FastDF is a lightning-fast, memory-efficient DataFrame implementation built on top of NumPy, designed to overcome the performance limitations of pandas for basic data operations.
- Blazing Fast: Up to 126x faster data access compared to pandas
- Memory Efficient: Optimized memory usage with NumPy 2D arrays
- Pandas-Compatible: Seamless integration with existing pandas-based projects
- Minimalist: Focuses on core functionality for maximum performance
FastDF was born out of frustration with the sluggish performance of pandas, especially when dealing with large datasets. After exploring various alternatives that either didn't work as expected or introduced complex syntax changes, we realized that for many data analysis tasks, we only need a handful of core features:
- Named columns
- Efficient slicing
- Basic operations like
shift
andany
By leveraging the power of NumPy's 2D arrays and implementing only the essential features, FastDF achieves remarkable performance improvements without sacrificing ease of use.

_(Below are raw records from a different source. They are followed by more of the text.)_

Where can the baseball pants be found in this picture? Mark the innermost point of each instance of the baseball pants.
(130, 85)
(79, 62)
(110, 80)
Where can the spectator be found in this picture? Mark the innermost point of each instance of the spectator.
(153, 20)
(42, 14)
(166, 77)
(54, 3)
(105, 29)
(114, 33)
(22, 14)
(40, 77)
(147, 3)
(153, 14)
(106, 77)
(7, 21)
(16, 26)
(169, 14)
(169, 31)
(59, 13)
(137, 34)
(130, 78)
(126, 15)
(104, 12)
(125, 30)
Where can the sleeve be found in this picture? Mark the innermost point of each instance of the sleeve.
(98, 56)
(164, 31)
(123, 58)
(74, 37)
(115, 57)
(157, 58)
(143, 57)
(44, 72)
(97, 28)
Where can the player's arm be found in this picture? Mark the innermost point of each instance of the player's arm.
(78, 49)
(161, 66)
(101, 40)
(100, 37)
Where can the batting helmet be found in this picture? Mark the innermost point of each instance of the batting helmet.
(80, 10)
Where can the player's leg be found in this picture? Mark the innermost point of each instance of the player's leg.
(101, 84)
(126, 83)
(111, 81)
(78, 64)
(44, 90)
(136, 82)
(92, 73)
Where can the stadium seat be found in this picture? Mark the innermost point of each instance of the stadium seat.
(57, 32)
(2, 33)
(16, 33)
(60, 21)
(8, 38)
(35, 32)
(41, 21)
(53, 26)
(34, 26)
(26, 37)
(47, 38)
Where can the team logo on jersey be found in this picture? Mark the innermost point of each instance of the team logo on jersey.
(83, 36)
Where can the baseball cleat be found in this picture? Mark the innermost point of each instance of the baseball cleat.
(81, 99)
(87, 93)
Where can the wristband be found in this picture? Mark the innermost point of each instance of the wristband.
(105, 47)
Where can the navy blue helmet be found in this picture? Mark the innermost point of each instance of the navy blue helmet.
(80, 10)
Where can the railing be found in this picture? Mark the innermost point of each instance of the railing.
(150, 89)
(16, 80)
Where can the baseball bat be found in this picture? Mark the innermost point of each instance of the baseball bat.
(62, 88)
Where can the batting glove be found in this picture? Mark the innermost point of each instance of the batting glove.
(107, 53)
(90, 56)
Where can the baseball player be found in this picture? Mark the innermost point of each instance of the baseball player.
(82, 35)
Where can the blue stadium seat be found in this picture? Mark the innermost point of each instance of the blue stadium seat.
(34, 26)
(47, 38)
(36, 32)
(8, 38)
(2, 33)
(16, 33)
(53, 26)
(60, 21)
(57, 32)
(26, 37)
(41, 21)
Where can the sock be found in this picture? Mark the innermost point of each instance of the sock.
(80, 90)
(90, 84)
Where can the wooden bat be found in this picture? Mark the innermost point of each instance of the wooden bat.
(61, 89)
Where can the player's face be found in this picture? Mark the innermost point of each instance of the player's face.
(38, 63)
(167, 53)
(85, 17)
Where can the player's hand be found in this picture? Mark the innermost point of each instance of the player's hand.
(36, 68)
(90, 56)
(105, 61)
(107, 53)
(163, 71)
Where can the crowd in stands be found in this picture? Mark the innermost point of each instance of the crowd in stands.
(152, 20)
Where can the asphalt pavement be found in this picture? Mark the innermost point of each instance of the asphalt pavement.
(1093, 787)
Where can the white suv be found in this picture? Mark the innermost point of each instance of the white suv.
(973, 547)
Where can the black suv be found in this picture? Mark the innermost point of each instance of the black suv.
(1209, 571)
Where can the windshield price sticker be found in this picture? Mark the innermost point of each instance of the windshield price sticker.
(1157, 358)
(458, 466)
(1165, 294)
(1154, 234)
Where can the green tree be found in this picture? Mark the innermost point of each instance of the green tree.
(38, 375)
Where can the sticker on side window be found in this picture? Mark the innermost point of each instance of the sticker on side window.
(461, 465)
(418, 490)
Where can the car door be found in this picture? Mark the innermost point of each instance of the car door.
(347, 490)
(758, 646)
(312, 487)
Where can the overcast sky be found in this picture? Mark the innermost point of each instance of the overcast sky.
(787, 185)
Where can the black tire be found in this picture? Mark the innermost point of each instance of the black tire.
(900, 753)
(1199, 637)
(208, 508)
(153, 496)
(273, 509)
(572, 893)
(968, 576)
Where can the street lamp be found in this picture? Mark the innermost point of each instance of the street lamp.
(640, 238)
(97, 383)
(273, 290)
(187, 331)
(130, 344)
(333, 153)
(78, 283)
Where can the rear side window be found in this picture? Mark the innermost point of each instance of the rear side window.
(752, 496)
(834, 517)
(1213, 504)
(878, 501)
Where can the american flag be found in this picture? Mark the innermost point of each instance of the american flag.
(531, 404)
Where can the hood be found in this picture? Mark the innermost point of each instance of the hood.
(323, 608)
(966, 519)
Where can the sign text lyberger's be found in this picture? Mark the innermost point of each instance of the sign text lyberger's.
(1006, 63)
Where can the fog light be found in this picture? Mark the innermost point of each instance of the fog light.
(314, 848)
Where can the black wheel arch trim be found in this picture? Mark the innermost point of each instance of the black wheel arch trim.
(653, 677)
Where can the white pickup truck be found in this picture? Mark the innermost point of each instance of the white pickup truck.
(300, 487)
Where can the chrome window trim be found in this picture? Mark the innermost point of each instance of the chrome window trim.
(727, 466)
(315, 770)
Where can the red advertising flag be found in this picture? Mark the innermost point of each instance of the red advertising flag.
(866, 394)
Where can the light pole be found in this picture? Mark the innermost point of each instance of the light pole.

In our benchmarks, FastDF has shown:
- 40x faster data access compared to pandas
- Significantly faster slicing operations
- Reduced memory footprint
You can install FastDF using pip:
pip install fastdf
For the latest development version, you can install directly from GitHub:
pip install git+https://github.com/stwrn/fastdf.git
from fastdf import fdf
import pandas as pd
import numpy as np
# Create a pandas DataFrame
pdf = pd.DataFrame({'A': np.random.rand(1000000), 'B': np.random.rand(1000000)})
# Convert to FastDF
fast_df = fdf.from_pandas(pdf)
# Use FastDF with familiar pandas-like syntax
print(fast_df.loc[0:5, 'A'])
print(fast_df['B'].shift(1))
print(fast_df.any())
FastDF is designed to be a drop-in replacement for basic pandas operations. You can easily convert your pandas DataFrame to FastDF and continue using the familiar syntax:
# Your existing pandas code
result = pandas_df.loc[1000:2000]['B']
print(f"Pandas result {result}")
# With FastDF from pandas
fast_df = fdf.from_pandas(pandas_df)
result_fdf = fast_df.loc[1000:2000]['B']
print(f"FastDF result {result_fdf}")
# With FastDF
data = np.random.rand(1000, 5)
columns = ['A', 'B', 'C', 'D', 'E']
fast_df = fdf(data, columns)
print(f"FastDF {fast_df}")
We welcome contributions to FastDF! Whether it's bug reports, feature requests, or code contributions, please feel free to make a pull request or open an issue.
FastDF is released under the MIT License. See the LICENSE file for more details.
Special thanks to the NumPy and pandas teams for their incredible work, which laid the foundation for this project.
FastDF is still in active development. We're excited to see how it can help accelerate your data analysis workflows!